Former federal and state politician John Brumby had a piece in THE AGE on Tuesday “Australia needs to start making its own luck” warning of ‘dog days’ and Australia heading down ‘the Greek road’. Although Brumby clearly followed the neo-liberal economic textbook, both sides of politics should be prepared to openly address our precarious economic situation – because Australia once did lead the world in political initiative. We should revisit this history in order to help respond to current socio-economic challenges: most particularly, the Progressive Era, 1890 – 1920. [*]

Australia had experienced the 1890s depression generated by the bursting of the 1880s bubble in land prices, and seeking to preclude any repetition, all sides of politics began to see merit in the ideas of the American Henry George who had toured in 1890, addressing large crowds in the eastern states and South Australia. George’s arguments in favour of the ‘single tax’ on land were very fresh in peoples’ minds at federation – and the Commonwealth government introduced a federal land tax in 1910.

Nor were property speculators welcome in Canberra, where a greenfield site was chosen for the new capital in 1908.  Its land was to be leasehold only, and the ongoing site rents would help sustain the city.

State and local governments meanwhile continued to construct dams, bridges, highways and streets out of part of the uplift in land values these capital works delivered to all title holders.
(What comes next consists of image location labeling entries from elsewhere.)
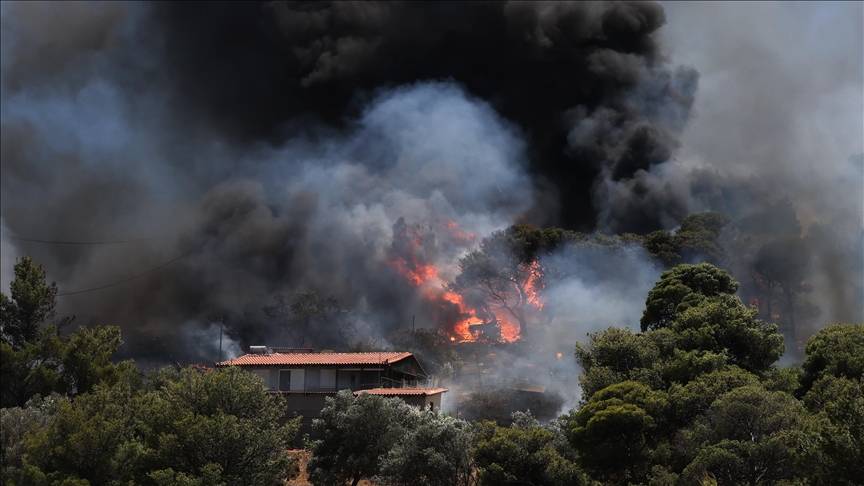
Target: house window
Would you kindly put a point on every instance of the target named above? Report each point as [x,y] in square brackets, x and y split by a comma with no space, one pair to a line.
[328,379]
[284,380]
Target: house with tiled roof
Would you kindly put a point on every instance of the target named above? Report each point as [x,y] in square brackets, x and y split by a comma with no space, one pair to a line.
[306,377]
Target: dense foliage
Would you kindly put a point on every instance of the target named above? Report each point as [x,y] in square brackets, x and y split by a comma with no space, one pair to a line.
[696,398]
[372,436]
[182,427]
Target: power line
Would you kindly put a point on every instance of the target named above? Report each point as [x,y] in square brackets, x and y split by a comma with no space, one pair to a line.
[125,280]
[67,242]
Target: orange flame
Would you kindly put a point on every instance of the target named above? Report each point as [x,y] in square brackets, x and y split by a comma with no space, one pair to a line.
[531,283]
[427,277]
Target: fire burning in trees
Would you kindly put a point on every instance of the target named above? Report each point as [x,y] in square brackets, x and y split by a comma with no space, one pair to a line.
[411,256]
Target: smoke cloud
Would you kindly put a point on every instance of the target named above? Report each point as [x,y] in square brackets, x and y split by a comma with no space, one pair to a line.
[217,156]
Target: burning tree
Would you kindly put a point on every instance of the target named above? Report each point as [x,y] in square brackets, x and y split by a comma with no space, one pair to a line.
[501,280]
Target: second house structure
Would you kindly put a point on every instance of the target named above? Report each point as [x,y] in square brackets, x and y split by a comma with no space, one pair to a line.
[307,378]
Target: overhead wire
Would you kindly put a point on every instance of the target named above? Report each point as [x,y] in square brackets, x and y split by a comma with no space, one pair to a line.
[102,242]
[68,242]
[125,280]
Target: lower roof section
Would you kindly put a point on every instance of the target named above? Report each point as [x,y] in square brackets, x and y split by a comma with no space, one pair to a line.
[402,392]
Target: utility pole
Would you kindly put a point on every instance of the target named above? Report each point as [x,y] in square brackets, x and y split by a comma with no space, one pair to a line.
[221,327]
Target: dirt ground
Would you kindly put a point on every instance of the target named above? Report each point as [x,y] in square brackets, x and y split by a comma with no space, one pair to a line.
[303,478]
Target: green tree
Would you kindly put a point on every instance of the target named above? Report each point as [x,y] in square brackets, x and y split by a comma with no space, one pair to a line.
[54,364]
[16,425]
[751,436]
[682,287]
[840,402]
[31,303]
[696,239]
[434,452]
[524,453]
[615,355]
[185,427]
[615,431]
[355,433]
[724,325]
[836,350]
[693,399]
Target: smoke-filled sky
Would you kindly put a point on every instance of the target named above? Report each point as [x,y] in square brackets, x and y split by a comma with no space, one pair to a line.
[226,153]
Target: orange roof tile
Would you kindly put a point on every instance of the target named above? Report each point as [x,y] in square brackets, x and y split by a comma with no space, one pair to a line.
[305,359]
[402,391]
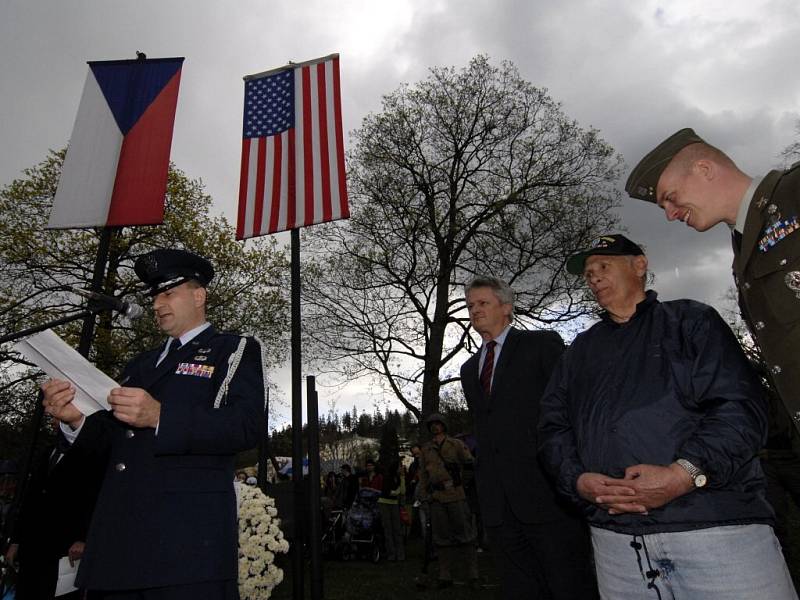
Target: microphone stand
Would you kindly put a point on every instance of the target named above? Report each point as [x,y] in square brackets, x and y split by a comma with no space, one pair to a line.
[92,308]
But the days when Australia had the best standard of living in the world have long gone. Nothing must now interfere with our speculative real estate proclivities. As our freeways become tollways, we cast about, wondering how we can possibly expand the rail network.
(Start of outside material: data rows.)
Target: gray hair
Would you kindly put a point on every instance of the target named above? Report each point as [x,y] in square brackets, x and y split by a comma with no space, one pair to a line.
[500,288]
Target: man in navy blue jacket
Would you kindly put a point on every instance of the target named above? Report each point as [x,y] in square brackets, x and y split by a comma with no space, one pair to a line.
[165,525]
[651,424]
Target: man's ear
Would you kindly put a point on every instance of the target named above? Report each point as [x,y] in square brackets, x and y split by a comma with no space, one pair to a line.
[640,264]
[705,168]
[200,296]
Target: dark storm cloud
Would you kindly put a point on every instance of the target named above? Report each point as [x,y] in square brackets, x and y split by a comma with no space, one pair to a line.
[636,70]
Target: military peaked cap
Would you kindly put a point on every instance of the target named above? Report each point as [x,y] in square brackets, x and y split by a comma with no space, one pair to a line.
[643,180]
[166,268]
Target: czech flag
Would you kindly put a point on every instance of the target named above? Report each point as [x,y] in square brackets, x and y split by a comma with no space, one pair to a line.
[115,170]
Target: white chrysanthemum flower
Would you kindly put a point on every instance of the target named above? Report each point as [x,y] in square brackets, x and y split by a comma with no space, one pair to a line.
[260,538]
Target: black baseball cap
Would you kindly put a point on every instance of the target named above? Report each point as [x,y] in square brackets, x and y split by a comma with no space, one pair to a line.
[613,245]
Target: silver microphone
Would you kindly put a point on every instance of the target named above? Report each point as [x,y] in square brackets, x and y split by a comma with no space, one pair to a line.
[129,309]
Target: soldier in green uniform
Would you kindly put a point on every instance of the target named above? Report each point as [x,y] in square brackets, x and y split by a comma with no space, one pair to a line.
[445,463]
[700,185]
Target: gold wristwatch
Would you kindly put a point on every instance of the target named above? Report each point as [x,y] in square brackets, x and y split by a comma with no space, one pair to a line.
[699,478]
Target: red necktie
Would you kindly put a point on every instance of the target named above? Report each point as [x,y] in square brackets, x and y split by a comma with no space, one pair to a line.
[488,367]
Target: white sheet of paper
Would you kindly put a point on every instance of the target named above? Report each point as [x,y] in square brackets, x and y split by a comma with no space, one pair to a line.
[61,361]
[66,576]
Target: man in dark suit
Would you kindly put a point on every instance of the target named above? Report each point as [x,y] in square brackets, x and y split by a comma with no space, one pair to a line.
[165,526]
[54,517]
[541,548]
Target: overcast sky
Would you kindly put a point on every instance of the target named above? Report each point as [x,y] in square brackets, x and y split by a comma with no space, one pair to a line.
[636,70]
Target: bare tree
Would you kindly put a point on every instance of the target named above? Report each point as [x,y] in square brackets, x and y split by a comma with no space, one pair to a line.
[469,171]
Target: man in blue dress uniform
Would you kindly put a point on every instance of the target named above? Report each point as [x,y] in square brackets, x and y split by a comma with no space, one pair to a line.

There are extremely good reasons Australia should review its past. Not all old ideas are bad ideas.

[*]  The period was notable for its drive against corruption, and supporters of the ideas of Henry George loomed large. Lloyd George’s “Peoples’ Budget” of 1909, which incorporated a land tax, exemplified the times in Britain.  Strong mayors in the USA, the likes of Al Smith, Tom L Johnson, Brand Whitlock, Daniel Hoan, Edward Robeson Taylor, “Sunny Jim” Rolph and Hazen Pingree instituted land tax measures to encourage capital works that would resurrect their cities.